Then he helped Mrs. Pole to a seat beside her.
“And now, Marse Glebe, ef yo’ will jes’ git up dar on dat bench, in front ob de two ladies, yo’ll obleege dis compinny! ’Caze, yo’ see, I’s got to walk at the head ob de creeturs to keep ’em straight on to de road.”
“Is that necessary?” inquired Stuart as he climbed to his place and settled himself comfortably.
“‘N’essary?’” exclaimed ’Sias. “Why, la, bress yer soul, Marse Clebe! dere’s places ’long dis road w’ere ef dis yere nigh beast was to make a misstep, we’d all go ober down free fo’ hunderd feet to the rocks below. No, sah! I’s gwine walk at dis creetur’s head and carry my lantern, too,” concluded ’Sias as the oxen moved slowly and heavily onward as was their manner.
The lantern might have been, and probably was, a help to the vision of ’Sias and so to the safety of his party, but it could show only a small section of the road immediately under the feet of the conductor.
Nothing could be seen of the surrounding country except that it consisted of densely wooded mountains, whose skeleton trees were faintly outlined against the ground of snow.
When their eyes grew accustomed to the darkness the travelers in the cart could see, to their horror, that they were plodding along a rough and narrow road between a high rise of rocks on their right and a deep fall on their left; but the cautious negro guide with his lantern walked by the heads of the oxen between them and the precipice, keeping them out of the terrible danger.
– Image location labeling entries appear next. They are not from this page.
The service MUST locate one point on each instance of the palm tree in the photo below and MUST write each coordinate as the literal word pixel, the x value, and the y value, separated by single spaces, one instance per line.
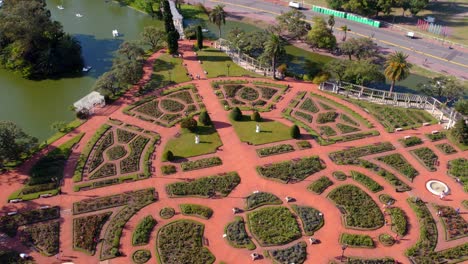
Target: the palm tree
pixel 218 17
pixel 274 48
pixel 397 68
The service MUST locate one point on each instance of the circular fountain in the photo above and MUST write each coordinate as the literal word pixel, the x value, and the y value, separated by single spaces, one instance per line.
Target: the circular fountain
pixel 437 187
For an hour their way lay along this road, and then began slowly to descend a gradual slope, and finally turned to the right and entered a thick wood.
’Sias heaved a deep sigh of relief and said:
“Peoples sez, w’en dey gits out’n dif’culty an’ danger, as dey’s ‘out’n de woods.’ But, la! I allers feels as if I wasn’t safe until I was offen dat dar debbil’s shelf, up dar, an’ got down yere in dese woods.”
“How far are we from the house, ’Sias?” inquired Stuart.